Cplant Release 0.5 Notes
Cplant Release 0.5
June 22, 2000
This release of Cplant software makes great strides in improving the
reliability and stability of the runtime environment, especially in
the area of message passing. The release contains the next generation
of a scalable message passing layer designed specifically for the
architecture of a PC cluster, Portals 3.0. The new design has led to
increased robustness as well as increased message passing performance.
The release also contains a port of the latest version of the MPICH
implementation of MPI on top of Portals 3.0. This new implementation
uses a standard two-level protocol that addresses some of the
limitations of the previous MPI implementation. This release has
undergone more stringent testing than any previous releases of Cplant
system software.

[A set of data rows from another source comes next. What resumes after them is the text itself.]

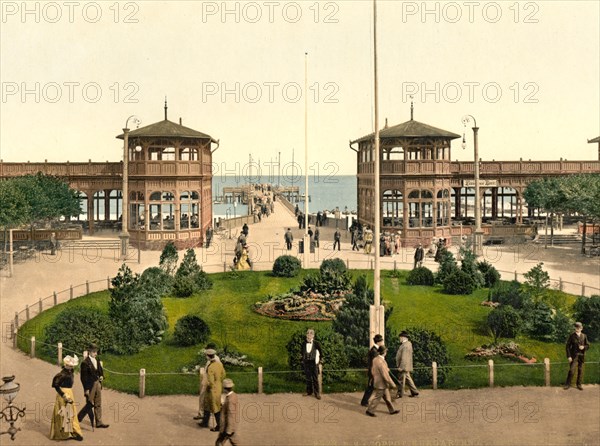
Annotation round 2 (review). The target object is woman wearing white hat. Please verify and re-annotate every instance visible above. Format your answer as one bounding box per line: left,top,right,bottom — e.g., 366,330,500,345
50,355,83,441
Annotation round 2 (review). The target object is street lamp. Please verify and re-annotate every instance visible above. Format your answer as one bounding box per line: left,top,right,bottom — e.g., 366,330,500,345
119,115,142,259
0,375,25,440
462,115,483,256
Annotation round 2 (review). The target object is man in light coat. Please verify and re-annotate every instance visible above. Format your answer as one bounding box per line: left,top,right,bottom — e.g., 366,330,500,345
366,345,400,417
396,331,419,398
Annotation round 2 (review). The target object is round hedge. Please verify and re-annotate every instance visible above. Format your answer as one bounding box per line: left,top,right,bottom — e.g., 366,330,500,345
273,255,302,277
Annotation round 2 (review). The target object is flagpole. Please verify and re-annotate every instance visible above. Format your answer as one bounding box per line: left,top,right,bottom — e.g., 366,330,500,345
369,0,385,343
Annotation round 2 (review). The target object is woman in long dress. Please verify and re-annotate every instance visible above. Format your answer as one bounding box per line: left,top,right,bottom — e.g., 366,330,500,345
50,355,83,441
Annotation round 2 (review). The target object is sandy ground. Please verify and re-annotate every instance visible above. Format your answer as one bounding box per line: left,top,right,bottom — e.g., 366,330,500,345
0,203,600,446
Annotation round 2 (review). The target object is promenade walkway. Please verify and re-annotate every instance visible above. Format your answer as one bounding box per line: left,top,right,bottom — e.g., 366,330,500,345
0,203,600,446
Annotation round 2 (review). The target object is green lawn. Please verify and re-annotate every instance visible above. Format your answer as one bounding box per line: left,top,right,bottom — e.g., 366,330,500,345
18,271,600,395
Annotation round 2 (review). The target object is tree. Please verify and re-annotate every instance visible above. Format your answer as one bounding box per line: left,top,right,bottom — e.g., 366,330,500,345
523,262,550,300
487,305,521,343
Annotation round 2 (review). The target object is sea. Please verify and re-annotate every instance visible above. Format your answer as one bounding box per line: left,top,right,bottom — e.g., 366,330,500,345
212,175,358,218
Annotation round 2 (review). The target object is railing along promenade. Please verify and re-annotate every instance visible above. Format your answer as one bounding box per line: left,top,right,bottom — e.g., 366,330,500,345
358,160,600,177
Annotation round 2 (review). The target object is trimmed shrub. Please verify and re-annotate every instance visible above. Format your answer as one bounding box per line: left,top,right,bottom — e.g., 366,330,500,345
488,280,531,310
44,307,115,355
273,256,302,277
158,242,179,276
406,266,434,286
477,260,500,288
435,249,458,284
173,314,210,347
286,329,349,383
487,305,521,343
140,266,173,297
444,270,476,295
385,327,451,386
173,275,195,297
573,294,600,341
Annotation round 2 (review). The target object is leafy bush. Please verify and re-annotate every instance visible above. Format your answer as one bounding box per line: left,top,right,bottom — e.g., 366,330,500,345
435,249,458,284
487,305,521,343
477,260,500,288
273,256,302,277
488,280,531,310
573,294,600,341
460,247,485,294
44,307,115,355
406,266,434,286
552,310,573,342
520,301,554,340
173,314,210,347
111,286,167,354
140,266,173,297
286,329,348,383
444,270,476,294
385,327,450,386
158,242,179,276
173,275,195,297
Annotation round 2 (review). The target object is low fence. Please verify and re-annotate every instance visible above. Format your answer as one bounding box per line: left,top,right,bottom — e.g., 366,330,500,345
13,334,600,398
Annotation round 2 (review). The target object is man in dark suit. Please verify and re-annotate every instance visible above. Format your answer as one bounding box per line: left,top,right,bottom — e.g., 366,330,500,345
77,344,108,428
302,328,323,400
564,322,590,390
360,335,383,407
215,378,240,446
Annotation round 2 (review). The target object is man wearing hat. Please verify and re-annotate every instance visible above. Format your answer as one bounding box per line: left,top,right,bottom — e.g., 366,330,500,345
77,344,108,428
360,334,383,407
564,322,590,390
396,331,419,398
215,378,240,446
198,348,225,432
302,328,323,400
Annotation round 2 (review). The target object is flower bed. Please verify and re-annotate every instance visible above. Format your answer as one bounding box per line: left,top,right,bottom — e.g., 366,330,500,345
253,291,347,321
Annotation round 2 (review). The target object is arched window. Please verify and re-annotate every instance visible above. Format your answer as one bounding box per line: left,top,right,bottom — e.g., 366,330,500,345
382,190,404,228
408,189,433,228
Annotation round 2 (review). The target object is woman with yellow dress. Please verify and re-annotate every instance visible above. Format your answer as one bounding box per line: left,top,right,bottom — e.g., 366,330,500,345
50,355,83,441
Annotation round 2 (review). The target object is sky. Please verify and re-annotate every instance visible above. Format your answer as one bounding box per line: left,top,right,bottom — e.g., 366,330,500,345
0,0,600,175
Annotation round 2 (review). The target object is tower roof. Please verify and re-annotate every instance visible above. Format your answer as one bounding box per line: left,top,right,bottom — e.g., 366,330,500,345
352,119,460,144
117,119,217,143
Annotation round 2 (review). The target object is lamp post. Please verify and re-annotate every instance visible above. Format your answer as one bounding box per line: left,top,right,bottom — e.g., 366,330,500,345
119,115,141,259
0,375,25,440
462,115,483,256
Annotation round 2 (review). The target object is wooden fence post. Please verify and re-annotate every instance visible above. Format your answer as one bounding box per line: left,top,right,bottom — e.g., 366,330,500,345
139,369,146,398
488,359,494,387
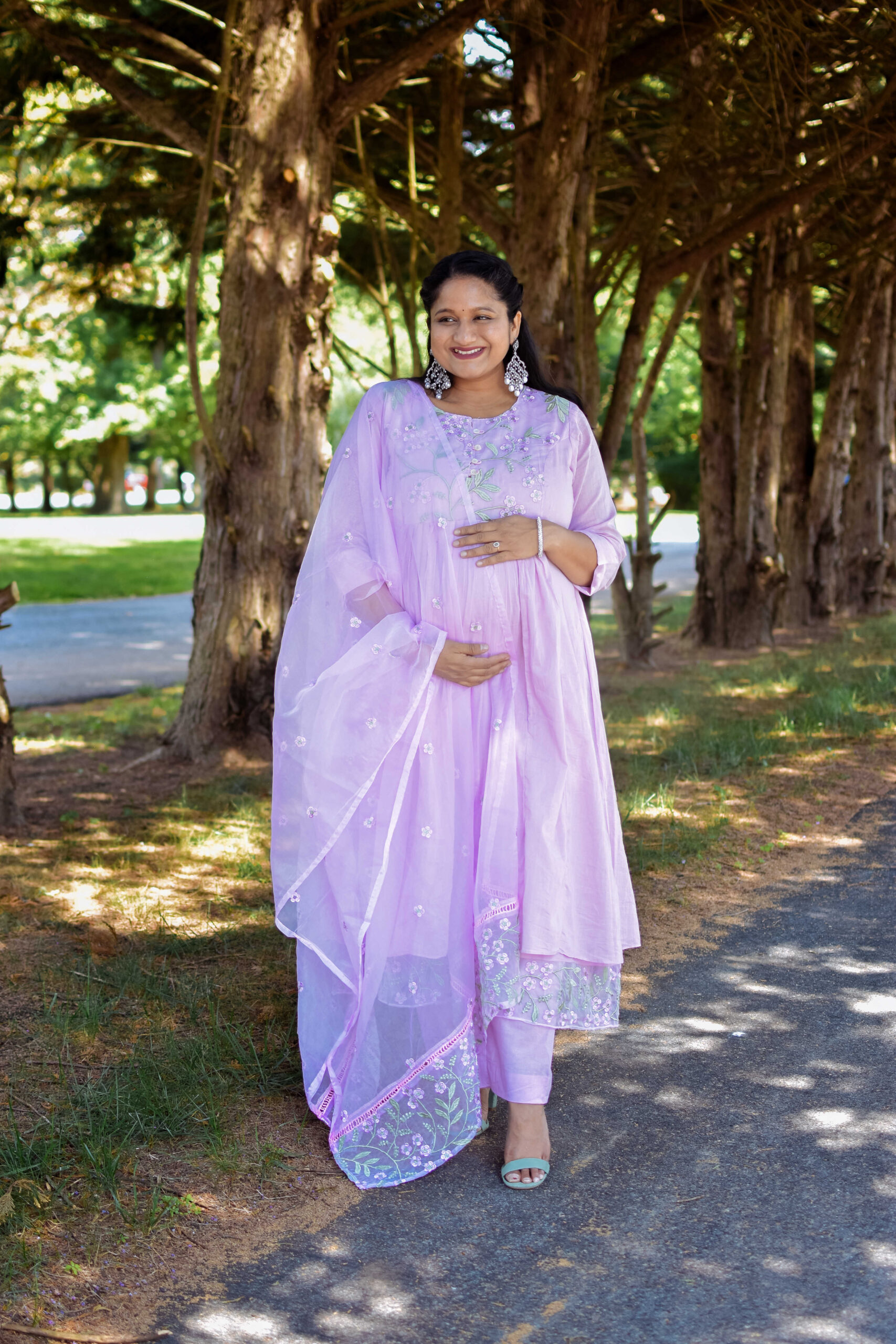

A four-phase approach to testing that covered basic
MPI functionality, application micro-benchmarks, several real
applications, and system stress tests (ported from ASCI Red) was used.
The release was contingent upon satisfactory completion of this suite.
More information and documentation on these features will be available
at the Cplant web site:
Highlights
- Portals 3.0 (kernel module implementation)
- MPICH 1.2.0 over Portals 3.0
- PBS 2.2
Bug Fixes
- Fixed bug in Portals 2.0 buffer touching code
- Fixed copy-on-write bug in bebopd and PCT
- Fixed bug in RTS/CTS where send-side resources were not getting
freed when a message was aborted
- Enhanced RTS/CTS so that user process gets a SIGPIPE when a receive
or send touches memory that the process does not own
- Fixed a bug with using 'copy_to_user()'
- Enhanced RTS/CTS by sending a SIGPIPE to a process whose buffer is
corrupt due to a lost packet
- MPICH MPI tests
- Various developer MPI tests
- NAS Parallel Benchmarks version 2.3
- Applications: Granflow, MPSalsa, Zapotec (CTH and Pronto), Alegra,
Ladera, LAMPS
- Stress tests (from Intel EATS and SATS)
Known Problems
- Alegra encounters message corruption after several hours of running.
In heavily congested network situations, it is possible for packet loss
to occur. This can result in an application being terminated due to
MPI message truncation errors or floating point errors due to erroneous
data. It is also possible for the application to hang in an MPI
collective operation. The Cplant team has identified the cause of this
problem and is working on a resolution.
- Some applications on Alaska and Siberia have had trouble obtaining
consistent runtimes. A problem with the Linux klogd and syslogd logging
daemons has been identified. The Cplant team is presently testing a
new version of these daemons and will update the machines if they
resolve the problem. If not, these daemons will be turned off.